Earlier this week, attorneys for Abrego Garcia asked a federal judge to issue a gag order against Noem and Attorney General Pam Bondi to bar them from making “baseless public attacks” against their client, who faces human smuggling charges stemming from a traffic stop in 2022.
Abrego Garcia’s lawyers said in a Thursday motion filed in the U.S. District Court for the Middle District of Tennessee that administration officials have targeted their client since he was released from prison, leveling “highly prejudicial, inflammatory and false statements.”
“To safeguard his right to a fair trial, Mr.

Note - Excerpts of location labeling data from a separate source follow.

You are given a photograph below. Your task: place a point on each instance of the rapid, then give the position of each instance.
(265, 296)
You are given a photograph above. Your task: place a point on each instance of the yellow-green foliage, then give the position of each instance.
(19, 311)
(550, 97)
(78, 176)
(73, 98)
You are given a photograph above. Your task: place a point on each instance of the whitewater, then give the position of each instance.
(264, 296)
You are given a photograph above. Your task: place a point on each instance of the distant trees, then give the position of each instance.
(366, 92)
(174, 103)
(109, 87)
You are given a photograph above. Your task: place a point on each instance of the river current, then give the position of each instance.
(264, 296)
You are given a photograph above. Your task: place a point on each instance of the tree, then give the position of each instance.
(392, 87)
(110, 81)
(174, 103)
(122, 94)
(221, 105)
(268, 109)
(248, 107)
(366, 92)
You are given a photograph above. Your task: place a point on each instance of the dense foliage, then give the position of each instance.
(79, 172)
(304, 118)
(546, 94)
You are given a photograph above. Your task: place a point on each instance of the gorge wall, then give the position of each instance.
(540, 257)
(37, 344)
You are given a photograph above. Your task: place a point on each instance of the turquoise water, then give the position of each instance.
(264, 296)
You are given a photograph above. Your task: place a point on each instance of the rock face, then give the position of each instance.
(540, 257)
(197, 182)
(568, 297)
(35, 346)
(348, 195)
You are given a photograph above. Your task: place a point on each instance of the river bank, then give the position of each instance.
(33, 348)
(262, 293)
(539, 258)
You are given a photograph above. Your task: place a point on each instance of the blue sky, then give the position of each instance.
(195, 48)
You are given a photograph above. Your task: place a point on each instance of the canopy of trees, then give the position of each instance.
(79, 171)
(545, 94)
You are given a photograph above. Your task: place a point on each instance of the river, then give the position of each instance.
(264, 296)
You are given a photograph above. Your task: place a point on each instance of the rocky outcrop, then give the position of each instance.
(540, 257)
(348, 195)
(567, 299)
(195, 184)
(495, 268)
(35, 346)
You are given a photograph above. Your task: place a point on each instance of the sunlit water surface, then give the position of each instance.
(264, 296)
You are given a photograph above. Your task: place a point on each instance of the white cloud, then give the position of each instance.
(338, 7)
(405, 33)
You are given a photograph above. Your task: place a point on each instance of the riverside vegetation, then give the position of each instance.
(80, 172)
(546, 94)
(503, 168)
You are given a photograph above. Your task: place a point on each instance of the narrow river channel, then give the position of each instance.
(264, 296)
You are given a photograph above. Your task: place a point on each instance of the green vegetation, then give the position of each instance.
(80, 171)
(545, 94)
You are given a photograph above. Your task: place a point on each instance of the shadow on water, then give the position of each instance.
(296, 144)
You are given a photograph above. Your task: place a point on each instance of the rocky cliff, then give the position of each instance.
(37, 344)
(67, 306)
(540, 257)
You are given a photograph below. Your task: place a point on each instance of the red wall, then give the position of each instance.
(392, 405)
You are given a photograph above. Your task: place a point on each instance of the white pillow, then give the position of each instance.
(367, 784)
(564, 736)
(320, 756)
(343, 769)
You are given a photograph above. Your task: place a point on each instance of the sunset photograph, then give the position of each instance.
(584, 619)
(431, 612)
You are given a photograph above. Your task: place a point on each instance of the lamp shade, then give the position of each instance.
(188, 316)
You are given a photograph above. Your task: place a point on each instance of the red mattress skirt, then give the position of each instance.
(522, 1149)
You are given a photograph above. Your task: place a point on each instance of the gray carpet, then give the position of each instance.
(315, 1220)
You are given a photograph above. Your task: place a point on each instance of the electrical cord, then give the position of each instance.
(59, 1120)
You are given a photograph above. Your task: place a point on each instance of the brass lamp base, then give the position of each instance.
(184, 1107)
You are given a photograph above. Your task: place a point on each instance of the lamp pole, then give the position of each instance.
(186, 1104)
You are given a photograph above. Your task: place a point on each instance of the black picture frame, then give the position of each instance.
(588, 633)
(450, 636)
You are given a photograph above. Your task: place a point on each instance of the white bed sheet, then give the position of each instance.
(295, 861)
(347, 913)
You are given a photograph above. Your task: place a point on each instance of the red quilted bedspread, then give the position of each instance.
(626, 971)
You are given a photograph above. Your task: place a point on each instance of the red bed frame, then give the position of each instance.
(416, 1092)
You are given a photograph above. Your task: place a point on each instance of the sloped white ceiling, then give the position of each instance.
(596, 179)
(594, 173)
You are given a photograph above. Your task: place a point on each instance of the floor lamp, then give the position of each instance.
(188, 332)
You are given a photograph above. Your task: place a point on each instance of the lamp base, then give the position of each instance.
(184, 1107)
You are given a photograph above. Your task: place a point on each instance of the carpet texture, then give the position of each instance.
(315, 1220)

Abrego respectfully renews his earlier requests that the Court order that all DOJ and DHS officials involved in this case, and all officials in their supervisory chain, including [Bondi and Noem], refrain from making extrajudicial comments that pose a substantial likelihood of materially prejudicing this proceeding,” the attorneys said in a 15-page motion to U.S. District Judge Waverly Crenshaw.
A DHS official pushed back against the gag order request.
“If Kilmar Abrego Garcia did not want to be mentioned by the Secretary of Homeland Security, then he should have not entered our country illegally and committed heinous crimes,” a DHS official told The Hill on Friday morning.
“Once again, the media is falling all over themselves to defend this criminal illegal MS-13 gang member who is an alleged human trafficker, domestic abuser, and child predator,” the DHS official continued. “The media’s sympathetic narrative about this criminal illegal alien has completely fallen apart, yet they continue to peddle his sob story.”
“We hear far too much about gang members and criminals’ false sob stories and not enough about their victims,” the official added.
Abrego Garcia’s attorneys were told their client could be deported to Uganda, but a federal judge said Monday that the administration is “absolutely forbidden” from removing Abrego Garcia until a hearing is held.